Systems as clusters

Abstract

General systems theory (GST) is a relatively young interdisciplinary approach which studies interrelationships among relatively homogeneous groups of components. Numerical taxonomy (NT) is very smilar in these respects. Ironically, discourse between these complementary approaches is virtually nonexistent. The purpose of this article is to help rectify this lack of intercourse by discussing continuities and discontinuities between the two approaches. The major thrust of this article is to examine the contribution that NT can make to GST. To this end we discuss five distinctions that are emphasized by numerical taxonomists and which can also be applied to systems. These are: (1) Q- versus R-analysis; (2) form of linkage among components; (3) strength of intrasystem relationships; (4) monothetic versus polythetic groups; and (5) agglomerative versus divisive methods of group formation. All of these have been emphasized more in NT than GST, and practitioners of GST could profit by becoming familiar with them. On the other hand, GST is ahead of NT in emphasizing boundary analysis and space-time analysis, among others. In addition to these discontinuities, continuities exist in the form of common concerns emphasized by both fields.

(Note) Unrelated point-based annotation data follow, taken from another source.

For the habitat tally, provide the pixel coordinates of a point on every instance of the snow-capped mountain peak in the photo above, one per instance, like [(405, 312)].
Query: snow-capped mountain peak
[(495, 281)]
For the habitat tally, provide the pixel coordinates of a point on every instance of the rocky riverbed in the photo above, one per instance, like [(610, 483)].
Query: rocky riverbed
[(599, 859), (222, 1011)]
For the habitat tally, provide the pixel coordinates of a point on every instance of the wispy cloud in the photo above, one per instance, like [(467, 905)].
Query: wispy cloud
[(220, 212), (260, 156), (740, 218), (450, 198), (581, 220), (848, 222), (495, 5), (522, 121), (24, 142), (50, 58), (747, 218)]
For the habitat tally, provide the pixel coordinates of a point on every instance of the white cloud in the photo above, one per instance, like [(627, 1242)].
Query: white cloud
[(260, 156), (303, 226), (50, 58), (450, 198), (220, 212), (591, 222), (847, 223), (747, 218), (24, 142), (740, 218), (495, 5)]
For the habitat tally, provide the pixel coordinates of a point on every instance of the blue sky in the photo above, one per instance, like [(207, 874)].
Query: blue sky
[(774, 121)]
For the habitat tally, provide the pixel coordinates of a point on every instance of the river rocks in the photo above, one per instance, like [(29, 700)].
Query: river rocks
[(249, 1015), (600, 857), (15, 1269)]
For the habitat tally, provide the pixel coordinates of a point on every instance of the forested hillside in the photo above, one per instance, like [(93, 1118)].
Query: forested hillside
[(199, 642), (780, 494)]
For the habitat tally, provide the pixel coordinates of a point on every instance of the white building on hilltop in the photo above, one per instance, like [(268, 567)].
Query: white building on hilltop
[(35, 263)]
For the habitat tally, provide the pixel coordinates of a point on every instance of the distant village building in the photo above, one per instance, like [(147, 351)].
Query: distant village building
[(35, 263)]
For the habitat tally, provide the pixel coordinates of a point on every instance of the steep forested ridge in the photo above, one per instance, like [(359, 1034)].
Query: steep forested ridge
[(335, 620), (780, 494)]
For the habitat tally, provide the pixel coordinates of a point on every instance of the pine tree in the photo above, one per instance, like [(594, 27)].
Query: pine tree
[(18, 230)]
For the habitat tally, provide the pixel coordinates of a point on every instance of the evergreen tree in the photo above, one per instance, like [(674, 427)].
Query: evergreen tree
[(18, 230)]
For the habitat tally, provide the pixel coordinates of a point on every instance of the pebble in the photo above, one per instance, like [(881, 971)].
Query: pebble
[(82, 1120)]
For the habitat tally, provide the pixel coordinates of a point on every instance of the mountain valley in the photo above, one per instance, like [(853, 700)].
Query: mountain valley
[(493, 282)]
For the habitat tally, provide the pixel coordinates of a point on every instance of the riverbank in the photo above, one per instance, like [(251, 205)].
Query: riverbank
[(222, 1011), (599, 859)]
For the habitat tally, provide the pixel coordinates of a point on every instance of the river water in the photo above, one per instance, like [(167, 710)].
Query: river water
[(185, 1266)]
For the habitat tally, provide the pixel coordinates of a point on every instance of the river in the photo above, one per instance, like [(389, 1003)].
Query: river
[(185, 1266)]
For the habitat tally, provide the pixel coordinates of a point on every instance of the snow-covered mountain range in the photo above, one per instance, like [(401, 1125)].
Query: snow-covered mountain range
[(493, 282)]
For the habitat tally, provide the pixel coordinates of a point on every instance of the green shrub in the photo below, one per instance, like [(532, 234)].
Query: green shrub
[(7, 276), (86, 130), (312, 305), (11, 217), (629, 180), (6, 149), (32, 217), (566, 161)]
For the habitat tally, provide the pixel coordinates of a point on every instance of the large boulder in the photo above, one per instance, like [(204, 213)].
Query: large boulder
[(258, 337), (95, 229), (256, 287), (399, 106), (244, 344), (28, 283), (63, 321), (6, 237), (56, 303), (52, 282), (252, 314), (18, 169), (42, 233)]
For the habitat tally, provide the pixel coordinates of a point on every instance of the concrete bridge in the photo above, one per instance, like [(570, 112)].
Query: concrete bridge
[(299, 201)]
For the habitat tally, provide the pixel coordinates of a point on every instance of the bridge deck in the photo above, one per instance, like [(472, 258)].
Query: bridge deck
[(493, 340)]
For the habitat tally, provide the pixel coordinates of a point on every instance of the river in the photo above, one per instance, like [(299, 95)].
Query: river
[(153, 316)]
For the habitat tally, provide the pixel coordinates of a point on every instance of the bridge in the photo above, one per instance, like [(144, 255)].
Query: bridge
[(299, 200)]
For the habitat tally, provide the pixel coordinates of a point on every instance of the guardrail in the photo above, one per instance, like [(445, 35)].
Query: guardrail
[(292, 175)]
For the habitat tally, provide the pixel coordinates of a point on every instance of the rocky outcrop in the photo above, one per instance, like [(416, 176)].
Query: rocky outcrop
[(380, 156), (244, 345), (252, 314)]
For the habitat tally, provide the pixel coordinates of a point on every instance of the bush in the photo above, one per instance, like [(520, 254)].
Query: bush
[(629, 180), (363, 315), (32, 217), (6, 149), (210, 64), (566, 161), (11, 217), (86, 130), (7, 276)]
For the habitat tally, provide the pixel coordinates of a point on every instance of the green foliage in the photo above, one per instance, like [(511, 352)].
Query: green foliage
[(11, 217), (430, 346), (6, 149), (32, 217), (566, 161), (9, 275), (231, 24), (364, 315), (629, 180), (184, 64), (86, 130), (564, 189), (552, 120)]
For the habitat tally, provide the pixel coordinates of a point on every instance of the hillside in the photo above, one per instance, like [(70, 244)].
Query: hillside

These include synchronic versus diachronic analysis, naturally occurring versus artificially constructed groups, and levels or hierarchies. These two latter factors are very important for both GST and NT. Living systems are clearly natural (as opposed to artificial) systems, and are studied at various levels (e.g., organism, group, organization, society) in GST. The concepts of natural group and group hierarchies are also stressed in NT. All of the distinctions discussed can be applied to the total system at all levels. The contributions that GST can make to NT remain to be discussed in another article.